Success takes many forms. For some it has to do with public service and job satisfaction. For others it’s purely about money. This novel cleverly examines what success might mean to members of an Asian migrant family in New York – a demographic with whom ‘success’ is stereotypically associated.
The death of the workaholic father is the catalyst to initiate the novel. Joan, the daughter, is an intensive care specialist in a New York hospital. She’s dedicated and her work is exemplary. She’s perennially single and her apartment is minimally furnished; her attention is solely on running the hospital ward. Her older brother, Fang is a successful businessman. He’s married and conspicuously wealthy. He badgers Joan to move into private practice, to demand a better salary and to marry and have children. Joan is more than happy to resist, doubling down by taking extra shifts during her time off. This in particular draws the ire of the hospital administration, who order Joan to take the bereavement leave specified after her father’s death.

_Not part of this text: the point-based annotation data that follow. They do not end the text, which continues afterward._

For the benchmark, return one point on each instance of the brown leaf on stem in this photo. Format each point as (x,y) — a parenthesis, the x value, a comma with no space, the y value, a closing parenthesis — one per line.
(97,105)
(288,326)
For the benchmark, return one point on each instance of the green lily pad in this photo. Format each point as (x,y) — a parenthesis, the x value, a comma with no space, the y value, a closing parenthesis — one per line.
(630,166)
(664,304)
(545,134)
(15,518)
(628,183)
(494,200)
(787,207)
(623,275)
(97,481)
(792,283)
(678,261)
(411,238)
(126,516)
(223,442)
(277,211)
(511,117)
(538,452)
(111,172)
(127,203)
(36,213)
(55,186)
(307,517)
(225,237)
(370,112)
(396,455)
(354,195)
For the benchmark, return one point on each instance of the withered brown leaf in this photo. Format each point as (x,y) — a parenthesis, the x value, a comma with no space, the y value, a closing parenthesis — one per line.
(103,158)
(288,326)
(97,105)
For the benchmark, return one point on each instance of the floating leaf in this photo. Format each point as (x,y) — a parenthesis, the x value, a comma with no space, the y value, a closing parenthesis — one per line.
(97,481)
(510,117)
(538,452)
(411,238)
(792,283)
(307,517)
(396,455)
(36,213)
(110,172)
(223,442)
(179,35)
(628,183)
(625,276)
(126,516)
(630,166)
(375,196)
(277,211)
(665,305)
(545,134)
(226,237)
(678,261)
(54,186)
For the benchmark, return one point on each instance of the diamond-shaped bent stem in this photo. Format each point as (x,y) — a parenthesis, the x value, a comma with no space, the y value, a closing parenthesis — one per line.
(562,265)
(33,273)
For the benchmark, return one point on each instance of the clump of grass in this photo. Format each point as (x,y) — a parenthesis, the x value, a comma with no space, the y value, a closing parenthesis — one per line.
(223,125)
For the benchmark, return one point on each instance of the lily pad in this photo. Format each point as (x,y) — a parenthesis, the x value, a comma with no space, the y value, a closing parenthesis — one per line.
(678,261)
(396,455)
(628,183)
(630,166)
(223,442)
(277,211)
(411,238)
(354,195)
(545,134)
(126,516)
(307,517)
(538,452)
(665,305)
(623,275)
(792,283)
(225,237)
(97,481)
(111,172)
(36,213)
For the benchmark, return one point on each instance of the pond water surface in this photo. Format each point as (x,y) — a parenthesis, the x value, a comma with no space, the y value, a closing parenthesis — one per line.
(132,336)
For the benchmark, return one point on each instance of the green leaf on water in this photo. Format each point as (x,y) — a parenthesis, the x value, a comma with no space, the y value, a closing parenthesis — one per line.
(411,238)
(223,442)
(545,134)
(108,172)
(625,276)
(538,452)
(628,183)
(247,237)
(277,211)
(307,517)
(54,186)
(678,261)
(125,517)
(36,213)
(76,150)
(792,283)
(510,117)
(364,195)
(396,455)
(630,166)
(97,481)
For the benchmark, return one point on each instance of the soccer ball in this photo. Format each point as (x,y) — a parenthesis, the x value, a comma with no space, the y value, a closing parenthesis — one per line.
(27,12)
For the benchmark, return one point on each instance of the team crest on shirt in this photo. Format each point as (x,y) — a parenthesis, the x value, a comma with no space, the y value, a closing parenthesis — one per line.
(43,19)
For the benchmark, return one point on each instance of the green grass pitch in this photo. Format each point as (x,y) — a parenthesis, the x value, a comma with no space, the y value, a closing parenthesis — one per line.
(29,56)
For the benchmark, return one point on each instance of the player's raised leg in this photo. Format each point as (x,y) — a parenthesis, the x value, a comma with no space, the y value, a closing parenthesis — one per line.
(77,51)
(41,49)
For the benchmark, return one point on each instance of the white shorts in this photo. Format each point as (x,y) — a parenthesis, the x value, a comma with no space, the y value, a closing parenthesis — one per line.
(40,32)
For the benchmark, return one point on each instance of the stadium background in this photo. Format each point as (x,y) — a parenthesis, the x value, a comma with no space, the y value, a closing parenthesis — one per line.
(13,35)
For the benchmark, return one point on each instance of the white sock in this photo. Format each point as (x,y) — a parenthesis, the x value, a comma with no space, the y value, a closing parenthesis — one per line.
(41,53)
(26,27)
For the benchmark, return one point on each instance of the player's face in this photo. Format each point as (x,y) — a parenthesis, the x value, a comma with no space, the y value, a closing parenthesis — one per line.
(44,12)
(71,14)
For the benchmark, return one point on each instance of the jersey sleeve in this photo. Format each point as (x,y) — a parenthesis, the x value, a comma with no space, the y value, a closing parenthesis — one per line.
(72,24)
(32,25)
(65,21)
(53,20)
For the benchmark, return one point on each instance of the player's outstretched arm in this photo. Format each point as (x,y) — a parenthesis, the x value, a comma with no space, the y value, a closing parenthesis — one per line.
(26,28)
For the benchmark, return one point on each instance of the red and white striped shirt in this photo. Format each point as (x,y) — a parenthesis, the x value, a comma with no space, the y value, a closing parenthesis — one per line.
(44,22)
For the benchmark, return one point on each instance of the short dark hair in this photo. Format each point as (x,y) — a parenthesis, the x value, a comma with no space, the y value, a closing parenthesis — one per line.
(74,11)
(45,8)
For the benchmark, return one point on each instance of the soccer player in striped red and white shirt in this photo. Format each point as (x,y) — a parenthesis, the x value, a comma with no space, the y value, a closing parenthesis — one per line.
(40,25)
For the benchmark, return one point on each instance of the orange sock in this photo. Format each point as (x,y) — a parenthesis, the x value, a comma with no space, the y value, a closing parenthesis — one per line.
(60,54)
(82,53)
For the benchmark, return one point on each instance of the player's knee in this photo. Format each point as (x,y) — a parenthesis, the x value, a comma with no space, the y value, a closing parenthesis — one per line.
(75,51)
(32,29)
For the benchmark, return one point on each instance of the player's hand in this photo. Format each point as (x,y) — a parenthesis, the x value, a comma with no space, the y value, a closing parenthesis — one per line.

Joan has a new neighbour. Mark, a literary editor, has moved into the apartment across the hall. He’s Joan antithesis. Do opposites attract? She’s minimalist; he’s cluttered. She prefers to be alone; he’s a social butterfly. He offloads furniture to Joan and it’s the television which makes the biggest impact. Joan had never had time to watch before. When Mark’s neighbourliness becomes too much, she decides it’s time to visit her mother who’s travelled from China to stay with Fang. The appearance of Covid – and all its negative Chinese connotations – turns the narrative again.
Joan in Okay is a magnificent story of identity and finding separate paths to belonging.
Reviewed by Bob Moore
ABOUT THE AUTHOR

Photograph © Beowulf Sheehan
Weike Wang is the author of CHEMISTRY (Knopf 2017) and JOAN IS OKAY (Random House 2022). She is the recipient of the 2018 Pen Hemingway, a Whiting award and a National Book Foundation 5 under 35. Her work has appeared in Ploughshares and The New Yorker, among other publications.
Weike is in the 2019 Best American Short Stories and O. Henry Prizes. She earned her MFA from Boston University and her other degrees from Harvard. She currently lives in New York City and teaches at the University of Pennsylvania, Columbia University and Barnard College.